I start out each year with a new company file for QuickBooks. It seems perfectly reasonable because my QuickBooks complexity does not effect my process of creating the file. Starting with a new file keeps QuickBooks operating fast and error free. I’ve always taken my process for granted because is as simple as exporting lists and templates and beginning with opening balances in the appropriate accounts. Also, I export my financial statements and compare year to year trends in Excel. I’ve read several places that creating a new company file each year is a best practice.
I can see multitudes of problems for companies that have more complex requirements for QuickBooks than I have. In the past, I argued that creating a new company file each year was best practice. However, I now know that extenuating circumstances can prevent a business from creating a new file every year.Here’s what Intuit has to say about it.
If my business were more complex, I would have serious concerns around the limitations that payroll and time entries, online banking and comparative yearly reports have on my ability to mitigate performance problems with QuickBooks by creating a new company file every year. The large company files as well as the database serving methodology employed by QuickBooks seriously impacts QuickBooks Multi User performance.
I regularly upgrade networks to gigabit to mitigate the QuickBooks performance situation, something I do not do with Peachtree companies. I’m not recommending that you move to Peachtree. But, I am concerned that QuickBooks client server software architecture needs to be reevaluated, de-bloated and moved to a 21st century state of the art client server design. If my business’s accounting needs depended upon application performance and tight integration between payroll, time entry, banking and year to year comparative reporting, I would have to seriously consider something else other that QuickBooks Multi User.
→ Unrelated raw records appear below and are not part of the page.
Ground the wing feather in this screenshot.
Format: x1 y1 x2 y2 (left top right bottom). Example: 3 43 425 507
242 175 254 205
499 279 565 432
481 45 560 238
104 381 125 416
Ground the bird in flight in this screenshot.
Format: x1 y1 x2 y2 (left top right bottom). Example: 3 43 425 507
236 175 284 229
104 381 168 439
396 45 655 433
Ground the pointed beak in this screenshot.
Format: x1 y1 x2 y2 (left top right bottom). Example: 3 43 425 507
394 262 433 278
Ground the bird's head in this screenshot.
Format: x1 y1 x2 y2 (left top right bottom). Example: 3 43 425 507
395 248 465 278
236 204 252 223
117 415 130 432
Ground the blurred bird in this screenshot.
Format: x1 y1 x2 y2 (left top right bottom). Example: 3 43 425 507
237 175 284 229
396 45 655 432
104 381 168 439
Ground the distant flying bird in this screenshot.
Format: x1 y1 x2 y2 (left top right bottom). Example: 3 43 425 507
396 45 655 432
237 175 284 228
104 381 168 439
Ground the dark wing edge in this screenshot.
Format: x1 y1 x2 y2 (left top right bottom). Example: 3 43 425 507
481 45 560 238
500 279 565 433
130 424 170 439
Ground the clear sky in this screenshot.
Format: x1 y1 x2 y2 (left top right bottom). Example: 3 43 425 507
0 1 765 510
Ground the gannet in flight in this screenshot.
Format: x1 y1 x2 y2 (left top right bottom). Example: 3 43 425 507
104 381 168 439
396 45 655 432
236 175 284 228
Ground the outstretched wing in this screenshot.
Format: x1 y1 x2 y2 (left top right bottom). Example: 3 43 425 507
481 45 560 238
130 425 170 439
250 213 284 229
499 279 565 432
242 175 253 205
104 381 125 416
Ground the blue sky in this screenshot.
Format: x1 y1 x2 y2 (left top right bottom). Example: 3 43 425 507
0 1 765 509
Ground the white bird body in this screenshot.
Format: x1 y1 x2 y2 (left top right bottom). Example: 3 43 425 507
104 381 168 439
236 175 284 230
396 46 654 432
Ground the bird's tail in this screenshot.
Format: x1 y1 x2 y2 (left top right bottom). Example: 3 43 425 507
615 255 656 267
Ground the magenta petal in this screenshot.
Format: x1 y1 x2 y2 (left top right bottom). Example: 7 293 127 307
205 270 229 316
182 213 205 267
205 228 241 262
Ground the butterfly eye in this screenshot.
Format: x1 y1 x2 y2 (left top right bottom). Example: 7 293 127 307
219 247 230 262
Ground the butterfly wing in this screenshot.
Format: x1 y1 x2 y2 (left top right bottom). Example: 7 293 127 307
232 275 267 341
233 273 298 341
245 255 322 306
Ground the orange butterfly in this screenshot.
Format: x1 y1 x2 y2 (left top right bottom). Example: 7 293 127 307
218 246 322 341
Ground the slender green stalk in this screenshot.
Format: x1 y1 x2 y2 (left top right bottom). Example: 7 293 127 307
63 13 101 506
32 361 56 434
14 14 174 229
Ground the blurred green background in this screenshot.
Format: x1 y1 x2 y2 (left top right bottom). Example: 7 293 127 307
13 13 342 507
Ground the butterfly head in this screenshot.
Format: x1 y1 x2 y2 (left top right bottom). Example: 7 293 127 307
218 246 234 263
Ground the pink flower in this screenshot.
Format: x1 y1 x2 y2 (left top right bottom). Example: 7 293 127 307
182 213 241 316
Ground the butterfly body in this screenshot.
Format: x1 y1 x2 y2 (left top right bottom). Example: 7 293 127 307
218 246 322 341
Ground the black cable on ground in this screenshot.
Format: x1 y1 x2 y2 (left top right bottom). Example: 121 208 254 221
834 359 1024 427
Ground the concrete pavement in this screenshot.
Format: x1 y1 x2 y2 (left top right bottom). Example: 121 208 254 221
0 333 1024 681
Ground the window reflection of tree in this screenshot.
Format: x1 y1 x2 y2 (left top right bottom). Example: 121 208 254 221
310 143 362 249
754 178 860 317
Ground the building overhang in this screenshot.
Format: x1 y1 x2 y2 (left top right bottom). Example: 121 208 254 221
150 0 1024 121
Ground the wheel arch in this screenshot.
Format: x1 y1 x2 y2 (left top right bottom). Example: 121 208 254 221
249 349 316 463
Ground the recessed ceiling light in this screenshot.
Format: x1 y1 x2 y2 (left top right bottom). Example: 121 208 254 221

Intuit’s efforts in licensing and improving Hosted QuickBooks and QuickBooks Online are admirable. But, hosted solutions are not the answer to every businesses’ requirements. Tell a doctor I know that’s office has no Internet connectivity, that he needs to move QuickBooks 2006 to QuickBooks online for the latest features and you’ll know what I mean.
The current state of QuickBooks client server performance needs a hard look by a few good client server architects. I don’t think I’m alone in my opinion. What do you think?